Climate change rhetoric
Jun 16, 2015
Bishop Hill in Books

Philip Eubanks, a professor of English at Northern Illinois University, has written a short tome about the rhetoric of the climate change debate which may be of interest to readers. As normal for academic books, however, it's grossly overpriced so is likely to remain unread.

Eubanks is a scientific layman and is therefore inclined to take predictions of catastrophe from scientists on trust, but he is also quite capable of calling out extremism on both sides - he discusses an ad-hominem Amazon review of The Hockey Stick Illusion at one point. He's also an engaging writer and the 130 pages of the book have a chatty style that make it an easy read.

His hypothesis is that the climate debate is in a rut, with attempts to win the scientific arguments locked in a kind of trench warfare, which seems unarguable. He goes on to analyse why this is and then offers what he sees as new ways out of the debate. In a jacket quote, Brigitte Nerlich says that the book "opens up a space for mutual understanding", but in the closing pages you find that it's another of those "how can we frame the debate so that we win" efforts that amuse BH readers from time to time.

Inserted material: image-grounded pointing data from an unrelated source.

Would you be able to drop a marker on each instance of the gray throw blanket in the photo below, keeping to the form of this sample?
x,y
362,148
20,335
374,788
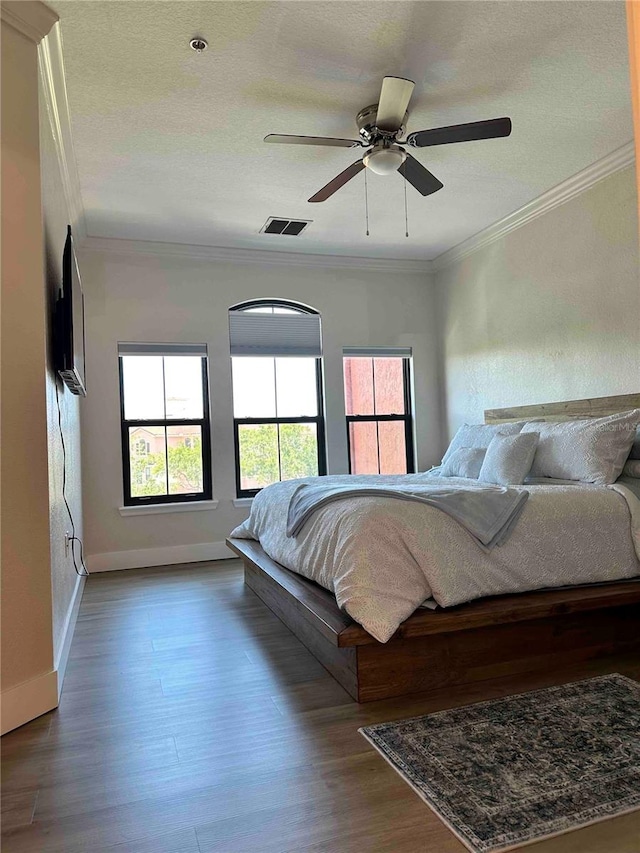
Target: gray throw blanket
x,y
488,513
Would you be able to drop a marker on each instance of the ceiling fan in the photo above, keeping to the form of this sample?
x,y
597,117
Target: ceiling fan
x,y
380,126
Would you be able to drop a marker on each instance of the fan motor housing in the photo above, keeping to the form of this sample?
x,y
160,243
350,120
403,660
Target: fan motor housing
x,y
368,130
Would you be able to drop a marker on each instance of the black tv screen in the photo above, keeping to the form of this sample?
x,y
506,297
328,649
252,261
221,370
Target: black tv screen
x,y
69,335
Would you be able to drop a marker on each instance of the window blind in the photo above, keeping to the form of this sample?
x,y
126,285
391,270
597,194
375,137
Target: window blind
x,y
256,333
161,349
377,352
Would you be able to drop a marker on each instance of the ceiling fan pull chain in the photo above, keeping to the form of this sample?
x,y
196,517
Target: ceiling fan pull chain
x,y
406,215
366,201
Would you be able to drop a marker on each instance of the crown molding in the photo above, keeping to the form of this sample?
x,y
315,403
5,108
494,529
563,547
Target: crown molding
x,y
54,86
33,19
112,245
619,159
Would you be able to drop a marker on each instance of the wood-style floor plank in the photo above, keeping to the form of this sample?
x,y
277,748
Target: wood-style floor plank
x,y
193,721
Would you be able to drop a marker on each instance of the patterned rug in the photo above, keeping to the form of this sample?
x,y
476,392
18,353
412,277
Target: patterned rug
x,y
511,771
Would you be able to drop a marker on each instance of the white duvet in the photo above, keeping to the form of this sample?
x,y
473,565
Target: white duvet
x,y
383,557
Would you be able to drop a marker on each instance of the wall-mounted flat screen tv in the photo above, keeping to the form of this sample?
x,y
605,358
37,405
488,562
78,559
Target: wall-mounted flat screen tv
x,y
69,324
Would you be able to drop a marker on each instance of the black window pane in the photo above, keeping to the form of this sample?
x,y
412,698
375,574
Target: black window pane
x,y
258,451
143,387
392,447
298,451
148,469
389,386
363,447
183,387
254,387
185,459
358,386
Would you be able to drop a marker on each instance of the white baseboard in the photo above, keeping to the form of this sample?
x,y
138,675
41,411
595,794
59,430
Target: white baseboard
x,y
168,556
67,632
26,701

Eubanks's ideas for change include, for example, toning down the anti-humanism:

...it might at least be useful for those in the mainstream to talk less of humanity as a disease or as agents of harm and to talk more about the human capacity to solve problems...

...and emphasising home and hearth rather than the planet:

... it may be more to the point for us to speak not about preserving the environment, which calls to mind the wilderness (which is indeed important), but rather to emphasize protecting our cities and towns and farmland.

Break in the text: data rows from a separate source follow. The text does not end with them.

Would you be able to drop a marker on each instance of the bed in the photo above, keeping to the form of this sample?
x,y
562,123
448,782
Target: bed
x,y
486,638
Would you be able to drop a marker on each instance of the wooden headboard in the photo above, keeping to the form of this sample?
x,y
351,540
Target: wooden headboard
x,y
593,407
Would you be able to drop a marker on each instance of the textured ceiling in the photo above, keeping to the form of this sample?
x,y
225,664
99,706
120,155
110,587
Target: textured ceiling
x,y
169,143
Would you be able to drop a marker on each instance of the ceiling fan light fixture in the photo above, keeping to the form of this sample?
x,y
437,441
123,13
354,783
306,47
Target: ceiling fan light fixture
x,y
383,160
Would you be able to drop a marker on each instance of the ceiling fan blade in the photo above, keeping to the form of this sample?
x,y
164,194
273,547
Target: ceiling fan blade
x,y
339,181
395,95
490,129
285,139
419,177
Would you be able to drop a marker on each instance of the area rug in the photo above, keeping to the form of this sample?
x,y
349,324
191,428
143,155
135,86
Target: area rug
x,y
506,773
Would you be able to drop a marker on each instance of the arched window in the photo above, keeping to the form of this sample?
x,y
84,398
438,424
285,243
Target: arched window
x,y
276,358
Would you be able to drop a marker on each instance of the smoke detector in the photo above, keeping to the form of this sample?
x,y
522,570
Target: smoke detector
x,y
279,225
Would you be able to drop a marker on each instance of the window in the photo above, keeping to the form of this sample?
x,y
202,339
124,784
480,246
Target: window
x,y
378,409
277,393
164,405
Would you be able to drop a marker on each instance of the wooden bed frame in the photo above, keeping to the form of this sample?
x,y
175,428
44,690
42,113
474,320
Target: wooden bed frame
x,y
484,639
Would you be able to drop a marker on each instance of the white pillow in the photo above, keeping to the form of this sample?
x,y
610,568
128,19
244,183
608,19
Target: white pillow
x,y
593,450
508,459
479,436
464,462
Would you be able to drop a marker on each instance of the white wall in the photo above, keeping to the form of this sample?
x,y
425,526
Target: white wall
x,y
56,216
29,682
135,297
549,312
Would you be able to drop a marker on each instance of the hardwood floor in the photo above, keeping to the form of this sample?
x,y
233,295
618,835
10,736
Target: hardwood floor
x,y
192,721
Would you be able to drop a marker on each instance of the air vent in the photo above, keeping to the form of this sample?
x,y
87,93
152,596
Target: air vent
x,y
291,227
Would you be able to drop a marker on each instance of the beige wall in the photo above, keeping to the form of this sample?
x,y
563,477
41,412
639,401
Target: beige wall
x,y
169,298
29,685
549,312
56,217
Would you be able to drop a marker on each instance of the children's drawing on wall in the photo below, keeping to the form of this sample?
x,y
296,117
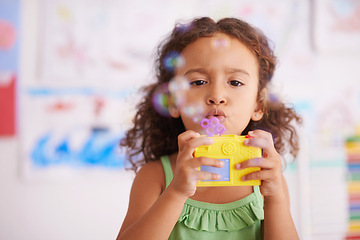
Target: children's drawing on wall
x,y
71,129
98,44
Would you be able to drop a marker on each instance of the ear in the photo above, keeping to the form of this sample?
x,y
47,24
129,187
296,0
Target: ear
x,y
173,109
260,106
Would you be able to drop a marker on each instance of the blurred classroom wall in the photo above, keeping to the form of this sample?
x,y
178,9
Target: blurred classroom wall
x,y
76,67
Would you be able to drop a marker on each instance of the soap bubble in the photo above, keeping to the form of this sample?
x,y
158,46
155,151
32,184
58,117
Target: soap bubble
x,y
173,60
192,110
160,100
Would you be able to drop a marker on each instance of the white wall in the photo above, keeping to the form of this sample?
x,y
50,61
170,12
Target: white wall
x,y
91,204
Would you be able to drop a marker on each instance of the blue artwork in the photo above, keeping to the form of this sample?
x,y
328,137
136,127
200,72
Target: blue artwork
x,y
100,149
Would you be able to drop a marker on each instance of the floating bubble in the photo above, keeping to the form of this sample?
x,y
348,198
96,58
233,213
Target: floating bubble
x,y
192,110
173,60
160,100
212,126
197,119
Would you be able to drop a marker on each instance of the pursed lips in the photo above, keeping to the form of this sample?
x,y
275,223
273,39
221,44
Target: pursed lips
x,y
219,114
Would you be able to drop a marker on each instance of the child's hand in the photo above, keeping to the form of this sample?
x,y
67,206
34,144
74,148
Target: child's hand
x,y
186,172
270,164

This is fair enough, but as he continues, his own settled view of the climate debate take over and some underlying antipathy towards dissenters seems to creep in. So when he consideres that staple topic of the climate debate, the use of the d-word, we discover that he is not not a fan of the term, but before we can congratulate him we also learn that he wants an alternative, but preferably a rude one:

Should skeptics and deniers be called carbon addicts or some such disparaging term? Perhaps so. But whatever the precise phrase, it would be more direct and it would define the problem more accurately if they were challenged not about their attitudes toward science but instead about their attitude toward climate negligence.

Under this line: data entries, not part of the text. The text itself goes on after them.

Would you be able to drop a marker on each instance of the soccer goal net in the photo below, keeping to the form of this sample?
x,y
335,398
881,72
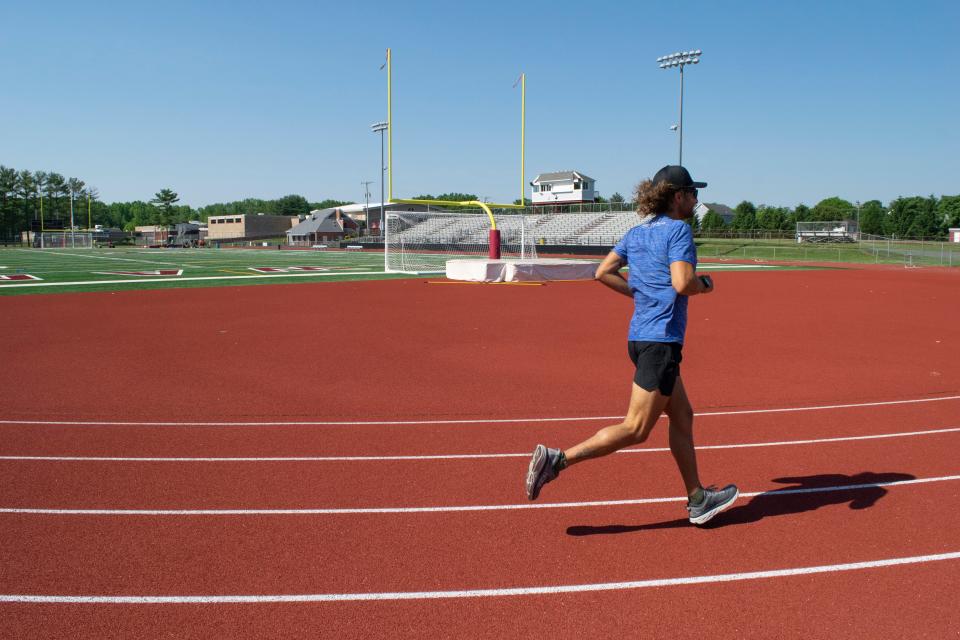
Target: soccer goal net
x,y
827,231
63,240
422,242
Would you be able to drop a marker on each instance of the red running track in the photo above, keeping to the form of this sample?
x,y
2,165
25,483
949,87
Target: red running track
x,y
771,340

Elsewhere he notes that we argue in order to try to plot a way forward where facts are uncertain. With that argument deadlocked in mutual rancour, an attempt to open "a space for mutual understanding" would have been a valuable contribution. But if he had really wanted to do that, he would have maintainined a studiously neutral position on the climate debate and would hardly have dedicated a paragraph to the consideration of the correct disparaging term to use for dissenters.

It's dressed up better than the previous efforts, but ultimately it's nothing that we haven't heard before.